重力と人間Ⅱ 第215回2010年5月18日大阪日日新聞掲載

なぜ、人間は対抗性が強いのか? 人類が誕生してから長きに渡り、人間は肉食獣に捕食されていたと考えられる。二足歩行で走るスピードも遅く、鋭い爪や牙もなく闘うには不向きである。逃げるにしてもサルのように木登りが上手ではない。当然、四足の肉食獣にとっては格好の獲物となる。

人間はジャングルと平原の2手に分かれて逃避しながら生きていた。そのうち、平原に住む人間が棒を持ち、道具を使うことを覚えた。

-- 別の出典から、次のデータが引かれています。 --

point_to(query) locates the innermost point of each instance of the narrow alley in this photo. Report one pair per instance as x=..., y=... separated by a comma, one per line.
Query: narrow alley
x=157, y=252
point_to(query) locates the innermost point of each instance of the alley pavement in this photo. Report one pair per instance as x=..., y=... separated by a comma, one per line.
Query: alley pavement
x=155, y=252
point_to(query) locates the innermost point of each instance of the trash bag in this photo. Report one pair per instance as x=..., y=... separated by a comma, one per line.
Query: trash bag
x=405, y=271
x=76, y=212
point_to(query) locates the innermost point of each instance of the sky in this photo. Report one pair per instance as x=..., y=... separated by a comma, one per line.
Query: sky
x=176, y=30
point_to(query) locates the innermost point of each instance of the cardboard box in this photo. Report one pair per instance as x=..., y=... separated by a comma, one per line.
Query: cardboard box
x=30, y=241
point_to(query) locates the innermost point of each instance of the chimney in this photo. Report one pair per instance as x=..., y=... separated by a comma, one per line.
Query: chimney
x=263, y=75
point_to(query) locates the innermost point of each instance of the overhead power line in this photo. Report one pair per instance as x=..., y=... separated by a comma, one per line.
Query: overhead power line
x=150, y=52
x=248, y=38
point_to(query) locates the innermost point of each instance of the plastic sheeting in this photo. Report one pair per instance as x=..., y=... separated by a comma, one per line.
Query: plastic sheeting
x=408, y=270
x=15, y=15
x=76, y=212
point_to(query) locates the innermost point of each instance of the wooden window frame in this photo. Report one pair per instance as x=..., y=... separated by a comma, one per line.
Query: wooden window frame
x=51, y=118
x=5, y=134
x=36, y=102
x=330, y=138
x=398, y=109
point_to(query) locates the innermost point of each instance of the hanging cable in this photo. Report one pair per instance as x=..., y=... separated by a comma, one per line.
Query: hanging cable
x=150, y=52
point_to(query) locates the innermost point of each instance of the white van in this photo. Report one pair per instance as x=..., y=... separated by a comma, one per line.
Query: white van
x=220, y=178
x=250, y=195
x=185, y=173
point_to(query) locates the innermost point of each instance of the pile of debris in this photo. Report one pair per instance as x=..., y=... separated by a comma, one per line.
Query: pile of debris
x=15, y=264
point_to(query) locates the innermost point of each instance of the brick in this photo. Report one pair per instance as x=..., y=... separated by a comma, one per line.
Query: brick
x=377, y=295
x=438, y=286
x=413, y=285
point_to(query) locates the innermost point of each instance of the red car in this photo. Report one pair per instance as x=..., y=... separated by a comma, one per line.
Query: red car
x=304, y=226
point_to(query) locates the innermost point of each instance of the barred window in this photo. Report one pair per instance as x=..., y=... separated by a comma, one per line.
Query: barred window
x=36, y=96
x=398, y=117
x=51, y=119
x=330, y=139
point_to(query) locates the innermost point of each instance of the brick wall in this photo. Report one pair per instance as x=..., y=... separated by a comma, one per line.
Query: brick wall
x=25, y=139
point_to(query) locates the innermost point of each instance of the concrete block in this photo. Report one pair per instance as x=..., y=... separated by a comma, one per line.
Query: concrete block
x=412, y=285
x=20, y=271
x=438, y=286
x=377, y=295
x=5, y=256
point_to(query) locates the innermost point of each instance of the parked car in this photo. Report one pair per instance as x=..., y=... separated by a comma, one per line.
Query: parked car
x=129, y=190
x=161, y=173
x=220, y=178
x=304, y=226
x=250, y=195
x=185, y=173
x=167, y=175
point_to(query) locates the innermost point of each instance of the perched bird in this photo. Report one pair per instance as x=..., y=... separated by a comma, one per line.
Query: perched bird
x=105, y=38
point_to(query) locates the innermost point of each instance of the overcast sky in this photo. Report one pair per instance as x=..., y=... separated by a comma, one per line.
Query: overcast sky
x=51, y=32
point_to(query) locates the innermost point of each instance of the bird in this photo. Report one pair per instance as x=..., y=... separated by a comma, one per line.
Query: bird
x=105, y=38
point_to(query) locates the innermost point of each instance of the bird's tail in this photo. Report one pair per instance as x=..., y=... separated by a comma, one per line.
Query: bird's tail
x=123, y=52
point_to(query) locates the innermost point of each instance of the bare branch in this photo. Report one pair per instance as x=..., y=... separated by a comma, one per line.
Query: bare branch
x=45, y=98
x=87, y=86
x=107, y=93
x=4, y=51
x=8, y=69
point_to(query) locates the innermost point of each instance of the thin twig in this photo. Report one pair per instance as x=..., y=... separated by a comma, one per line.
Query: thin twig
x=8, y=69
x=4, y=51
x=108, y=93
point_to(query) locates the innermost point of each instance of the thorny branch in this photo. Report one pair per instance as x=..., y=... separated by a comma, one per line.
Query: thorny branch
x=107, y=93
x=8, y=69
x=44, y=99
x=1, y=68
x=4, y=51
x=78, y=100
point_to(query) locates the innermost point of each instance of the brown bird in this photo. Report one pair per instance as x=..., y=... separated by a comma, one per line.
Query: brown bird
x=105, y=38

親指が他の動物に比べて物が掴みやすい構造になっている。その利点に気づき、棒を持って反撃し出した。

そして狩猟を覚えていく。狩猟活動により、外向けの力を得て外部と戦うことが主流となる。そうすれば経済的に良い結果をもたらし、女性から見ても魅力的であると知る。事実、そのような男性のみが生き残る確率が高くなった。

「男女に能力差はないが、社会変革や大発明を多く成し遂げてきたのは男性である。それはその話の通り、男性の方が攻撃性で上回っているからだ」と友人のKさんは言う。元は人間も動物と同じ食欲と性欲の二欲だけであったと考えられる。

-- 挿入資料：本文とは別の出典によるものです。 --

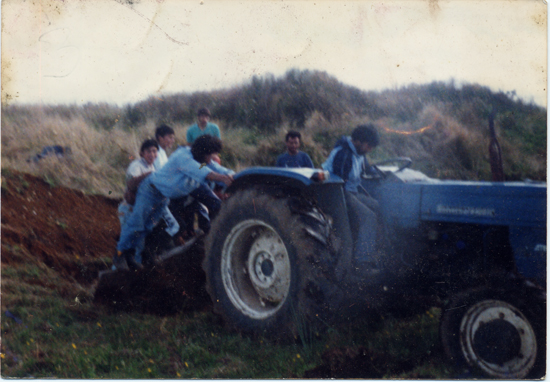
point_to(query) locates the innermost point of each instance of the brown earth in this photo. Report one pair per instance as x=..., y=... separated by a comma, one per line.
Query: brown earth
x=56, y=226
x=75, y=235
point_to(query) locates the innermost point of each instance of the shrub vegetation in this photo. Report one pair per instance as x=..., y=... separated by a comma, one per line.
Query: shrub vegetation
x=443, y=127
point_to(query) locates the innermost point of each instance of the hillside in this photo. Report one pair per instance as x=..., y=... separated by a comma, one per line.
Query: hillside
x=443, y=127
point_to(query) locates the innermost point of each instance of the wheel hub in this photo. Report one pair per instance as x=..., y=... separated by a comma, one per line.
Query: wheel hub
x=256, y=270
x=497, y=341
x=498, y=338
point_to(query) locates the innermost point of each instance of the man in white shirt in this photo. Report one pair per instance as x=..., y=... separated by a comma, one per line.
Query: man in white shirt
x=166, y=138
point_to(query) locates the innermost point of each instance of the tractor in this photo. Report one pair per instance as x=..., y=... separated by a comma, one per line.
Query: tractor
x=281, y=252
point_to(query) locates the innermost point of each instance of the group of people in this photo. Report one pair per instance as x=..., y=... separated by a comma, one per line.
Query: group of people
x=347, y=160
x=157, y=186
x=163, y=188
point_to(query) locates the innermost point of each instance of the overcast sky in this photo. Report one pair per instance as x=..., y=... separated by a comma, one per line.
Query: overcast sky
x=77, y=51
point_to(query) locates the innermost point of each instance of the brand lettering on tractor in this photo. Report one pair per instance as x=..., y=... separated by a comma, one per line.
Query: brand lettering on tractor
x=467, y=211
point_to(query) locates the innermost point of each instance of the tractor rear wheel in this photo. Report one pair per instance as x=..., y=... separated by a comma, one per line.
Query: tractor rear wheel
x=263, y=268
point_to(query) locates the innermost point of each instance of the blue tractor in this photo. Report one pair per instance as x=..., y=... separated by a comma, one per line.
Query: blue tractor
x=281, y=251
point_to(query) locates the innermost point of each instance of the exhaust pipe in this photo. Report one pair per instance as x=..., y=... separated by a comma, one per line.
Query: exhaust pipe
x=495, y=155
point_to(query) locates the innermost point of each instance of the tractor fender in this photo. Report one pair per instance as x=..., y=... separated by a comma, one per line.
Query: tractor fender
x=292, y=178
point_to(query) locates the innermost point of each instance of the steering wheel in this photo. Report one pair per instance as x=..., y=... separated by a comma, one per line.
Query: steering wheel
x=402, y=161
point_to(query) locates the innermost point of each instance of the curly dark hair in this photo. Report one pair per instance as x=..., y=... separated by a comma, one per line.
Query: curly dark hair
x=148, y=143
x=205, y=145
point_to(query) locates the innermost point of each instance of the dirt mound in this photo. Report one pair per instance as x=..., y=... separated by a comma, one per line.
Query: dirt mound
x=75, y=235
x=59, y=227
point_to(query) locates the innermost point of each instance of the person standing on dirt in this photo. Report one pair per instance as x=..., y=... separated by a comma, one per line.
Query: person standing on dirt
x=137, y=171
x=294, y=157
x=186, y=173
x=347, y=160
x=166, y=137
x=202, y=127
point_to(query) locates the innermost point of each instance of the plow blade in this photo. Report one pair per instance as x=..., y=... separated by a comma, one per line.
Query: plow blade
x=175, y=282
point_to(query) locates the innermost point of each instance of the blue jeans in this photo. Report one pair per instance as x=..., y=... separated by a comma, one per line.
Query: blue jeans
x=148, y=210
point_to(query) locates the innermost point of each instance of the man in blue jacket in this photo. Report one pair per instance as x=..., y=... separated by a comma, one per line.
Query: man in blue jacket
x=348, y=161
x=294, y=157
x=186, y=173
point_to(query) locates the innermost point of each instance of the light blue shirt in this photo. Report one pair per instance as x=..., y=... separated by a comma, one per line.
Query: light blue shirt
x=345, y=151
x=161, y=160
x=182, y=174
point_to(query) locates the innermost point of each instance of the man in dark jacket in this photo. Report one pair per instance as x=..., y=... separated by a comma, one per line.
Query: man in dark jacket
x=347, y=160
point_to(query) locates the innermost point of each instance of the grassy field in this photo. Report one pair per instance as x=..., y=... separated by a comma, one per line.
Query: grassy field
x=51, y=335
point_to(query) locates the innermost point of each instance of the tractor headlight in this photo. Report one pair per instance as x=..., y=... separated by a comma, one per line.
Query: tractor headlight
x=320, y=176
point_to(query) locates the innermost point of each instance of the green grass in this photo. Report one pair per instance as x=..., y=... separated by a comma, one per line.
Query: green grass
x=66, y=337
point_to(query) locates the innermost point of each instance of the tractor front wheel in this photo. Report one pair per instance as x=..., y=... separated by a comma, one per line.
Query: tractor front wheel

人間には鋭い爪や牙や機敏さが無いことから、知恵が与えられていた。狩猟によって得た物を保存するようになったのは「知恵」があるからだ。そして、富を保存するようになり、「物欲」が発生した。物欲を満たすため、どんどん知恵を絞り出した。つまり、対抗性が限りなく磨かれていったのである。

知恵と欲が一体化し、文明文化が猛烈なスピードで発展した。他から奪い取るためには、さらに強力な対抗性が必要である。欲望を満たすための行動を取り続けるうちに「規範性」と「求心性」は置いていかれた。対抗性が伸び続けた結果、得た物を失いたくないという新たな欲望が生じる。そこでルール、法律を作った。

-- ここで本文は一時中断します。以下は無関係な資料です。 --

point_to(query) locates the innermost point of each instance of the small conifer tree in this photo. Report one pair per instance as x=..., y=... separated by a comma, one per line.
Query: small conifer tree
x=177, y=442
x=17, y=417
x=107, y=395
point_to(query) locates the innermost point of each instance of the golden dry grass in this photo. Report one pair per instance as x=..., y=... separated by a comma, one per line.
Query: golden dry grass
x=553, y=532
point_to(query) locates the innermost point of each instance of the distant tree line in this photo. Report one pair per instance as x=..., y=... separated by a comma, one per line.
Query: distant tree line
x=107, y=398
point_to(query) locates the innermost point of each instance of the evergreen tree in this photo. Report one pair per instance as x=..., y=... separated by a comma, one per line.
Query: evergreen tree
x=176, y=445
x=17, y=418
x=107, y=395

このように身を固めるようになると、命がけで生きるために発生した対抗性も必要ではなくなる。生命の危機がなくなれば突出した対抗性は必要でなく、元に戻ろうとする。基本的に勝る求心性に引っ張られ、どんどん沈下していく。現代は、この矛盾の中にある。

生命の危機がない時代に生まれた人間は対抗性が退化しつつある。しかし、対抗性から生じた物欲の社会である。対応困難を起こす人間がいるのは仕方がない。いずれにしても、3欲が行き過ぎ異常となっている現代。重力を超えた新しい教育に因る新しい精神で新しい地上を創意するべきである。